Sharp Increase in Signature Phishing Attacks
Beyond address poisoning, Signature Phishing attacks rose significantly in January 2026, with data showing:
- 4,741 victims
- Around $6.27 million in total losses
- A 207% month-over-month increase compared with December 2025
- These attacks typically involve fake websites or malicious DApps that lure users into signing authorization requests. Because no direct transfer is required, victims often fail to recognize the risk until assets are compromised.
Attack Methods Becoming More Sophisticated
Security researchers note that crypto scams are becoming increasingly targeted and covert, including:
- Forging realistic transaction histories using on-chain data
- Imitating well-known project interfaces to induce authorization
- Distributing phishing links via social media and private messages
- Leveraging AI-generated content to enhance credibility
- With the barrier to entry for attack tools decreasing, both retail users and professional traders are now frequent targets.
Risk Prevention Measures and Industry Responses
Industry participants emphasize that beyond user education, continuous on-chain behavior monitoring is becoming essential. Some institutions deploy tools such as Trustformer KYT to identify suspicious address relationships, fraud fund flows, and abnormal interactions, enabling proactive risk alerts and improved compliance monitoring.

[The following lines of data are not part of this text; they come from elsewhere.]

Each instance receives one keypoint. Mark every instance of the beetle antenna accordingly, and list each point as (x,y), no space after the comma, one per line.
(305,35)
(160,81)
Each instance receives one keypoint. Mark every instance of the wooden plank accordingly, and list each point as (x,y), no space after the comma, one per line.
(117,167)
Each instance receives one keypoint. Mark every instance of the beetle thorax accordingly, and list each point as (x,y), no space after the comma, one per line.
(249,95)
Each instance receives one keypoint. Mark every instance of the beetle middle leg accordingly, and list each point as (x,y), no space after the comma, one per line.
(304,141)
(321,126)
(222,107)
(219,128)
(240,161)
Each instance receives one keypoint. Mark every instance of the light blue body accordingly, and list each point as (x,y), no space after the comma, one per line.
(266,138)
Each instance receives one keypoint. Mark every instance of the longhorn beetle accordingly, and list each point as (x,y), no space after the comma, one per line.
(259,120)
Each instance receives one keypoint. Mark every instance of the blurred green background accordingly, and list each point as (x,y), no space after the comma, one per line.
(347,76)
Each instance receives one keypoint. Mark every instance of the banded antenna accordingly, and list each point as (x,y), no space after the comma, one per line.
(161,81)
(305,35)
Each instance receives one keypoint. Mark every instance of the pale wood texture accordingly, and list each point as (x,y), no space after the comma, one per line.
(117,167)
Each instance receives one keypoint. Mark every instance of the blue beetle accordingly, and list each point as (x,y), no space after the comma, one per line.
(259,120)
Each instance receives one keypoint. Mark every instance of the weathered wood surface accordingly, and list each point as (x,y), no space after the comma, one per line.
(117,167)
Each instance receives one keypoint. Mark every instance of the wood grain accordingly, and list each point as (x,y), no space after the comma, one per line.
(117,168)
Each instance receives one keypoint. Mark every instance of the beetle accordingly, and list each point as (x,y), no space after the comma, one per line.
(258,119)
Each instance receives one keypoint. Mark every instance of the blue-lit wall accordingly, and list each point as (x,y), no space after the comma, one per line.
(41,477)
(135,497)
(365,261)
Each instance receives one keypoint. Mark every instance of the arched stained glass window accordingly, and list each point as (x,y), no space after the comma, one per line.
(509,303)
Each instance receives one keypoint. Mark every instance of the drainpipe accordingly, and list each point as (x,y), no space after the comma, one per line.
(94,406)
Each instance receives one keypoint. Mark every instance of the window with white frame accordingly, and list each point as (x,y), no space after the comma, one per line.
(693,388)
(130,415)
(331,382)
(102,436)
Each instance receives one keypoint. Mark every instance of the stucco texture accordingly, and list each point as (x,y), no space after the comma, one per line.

For individual users, security agencies recommend:
- Avoid copying addresses directly from transaction history
- Use address whitelists or label verification
- Carefully review unknown signing requests
- Enable risk alerts through hardware wallets or security extensions
Conclusion
From address poisoning to signature phishing, crypto fraud tactics continue to evolve rapidly. As user adoption and transaction frequency grow, security awareness and risk management capabilities are becoming critical infrastructure for participation in the crypto ecosystem.